Il convient cependant de noter que la proportion de financement des CBPF aux organisations nationales continue de croître malgré la diminution absolue des CBPF.

 

 

Volume des financement des CBPFs et des CERF

Source : Development Initiatives à partir des données CBPFs de l’OCHA et CERF de l’ONU

Les « quality fund » (financements pluriannuels et non affectés par rapport au financement total) sont une autre option plébiscitée lors du Grand Bargain. Ils devaient représenter 30% de l’aide humanitaire internationale d’ici 2020. S’ils ont augmenté de manière significative en volume en 2020, ils restent, en proportion du financement total, inférieurs aux niveaux de 2016.

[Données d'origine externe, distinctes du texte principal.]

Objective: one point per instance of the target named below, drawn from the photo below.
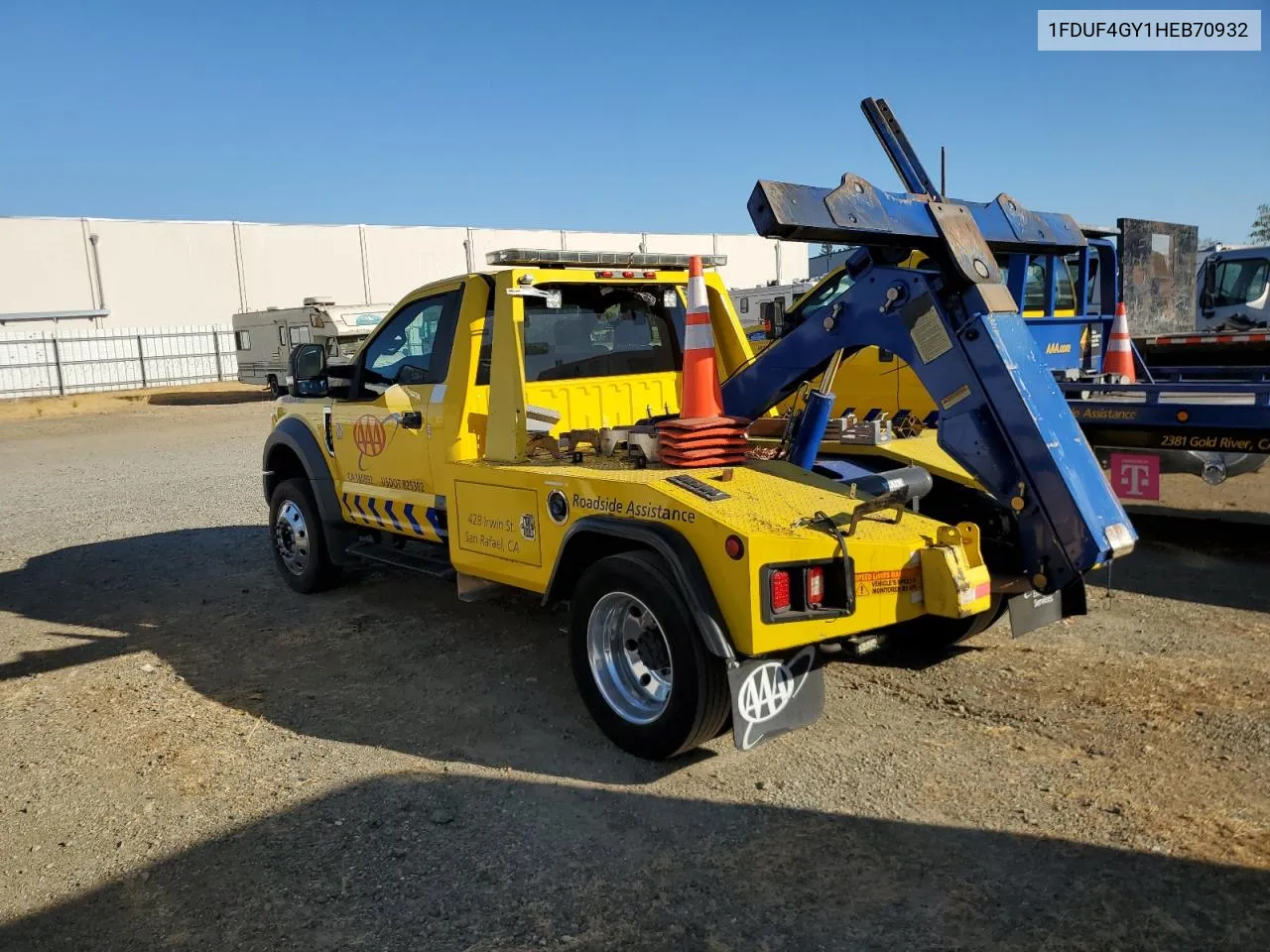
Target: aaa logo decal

Financement des 9 agences de l’ONU et la proportion des financements non affectés sur le total

Source : Development Initiatives à partir des données des agences de l’ONU

Le financement pluriannuel est, selon le Grand Bargain, un financement qui dure 24 mois ou plus à compter de la date de début de l’accord de financement initial. Cette méthode de financement fournit aux agences d’exécution des niveaux de ressources prévisibles qui peuvent permettre des gains d’efficience et d’efficacité, en leur permettant de planifier à l’avance.

15 donateurs, qui ont fourni 84 % de l’aide humanitaire totale des gouvernements en 2020, ont alloué 42 % (6,5 milliards de dollars US) de leur financement humanitaire sur plusieurs années en 2020 contre 50 % (7,3 $ US milliards) en 2019.

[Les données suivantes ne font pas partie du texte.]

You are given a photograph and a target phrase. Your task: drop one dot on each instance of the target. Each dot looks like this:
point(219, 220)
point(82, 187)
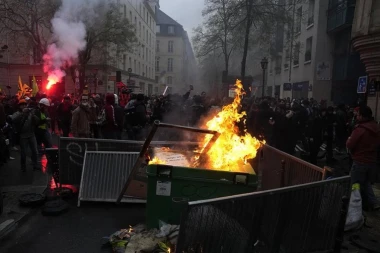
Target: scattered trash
point(140, 239)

Enfin, le volume de l’aide humanitaire en espèces et en bons (CVA) a continué de croître en 2020 dans tous les types d’organisations. Cette méthode pouvant être mise en place rapidement dans les zones adaptées a souvent été la modalité choisie pour répondre à la pandémie de Covid-19.

 

 

Financement total de l’aide humanitaire en espèces et en bons, 2015-2020

Source : Development Initiatives à partir des données du FTS et Cash Learning Partnership


Pour résumer voici les principales tendances de 2020 à retenir :

– Les besoins humanitaires sont croissants : 243,8 millions de personnes vivant dans 75 pays ont été évaluées comme ayant besoin d’une aide humanitaire. La pandémie de Covid-19 exacerbe et crée des crises humanitaires.

– Alors que les besoins humanitaires mondiaux ont augmenté plus rapidement que jamais, la croissance de l’aide humanitaire est au point mort. Le taux de couverture des appels baisse.

– La plupart des donateurs gouvernementaux ont augmenté leurs contributions en 2020, mais des réductions importantes de la part d’un petit nombre de donateurs clés ont provoqué la stagnation de l’aide globale. Dans l’ensemble, les pays ont reçu moins de financement en 2020 qu’en 2019, notamment si on retire ceux destinés à la lutte contre le Covid-19.

– La structure de l’aide humanitaire internationale reste la même : les organisations multilatérales ont reçu la majeure partie de leur financement de donateurs publics, et les ONG des donateurs privés. Les engagements sur le financement pris lors du Grand Bargain sont loin d’être atteints.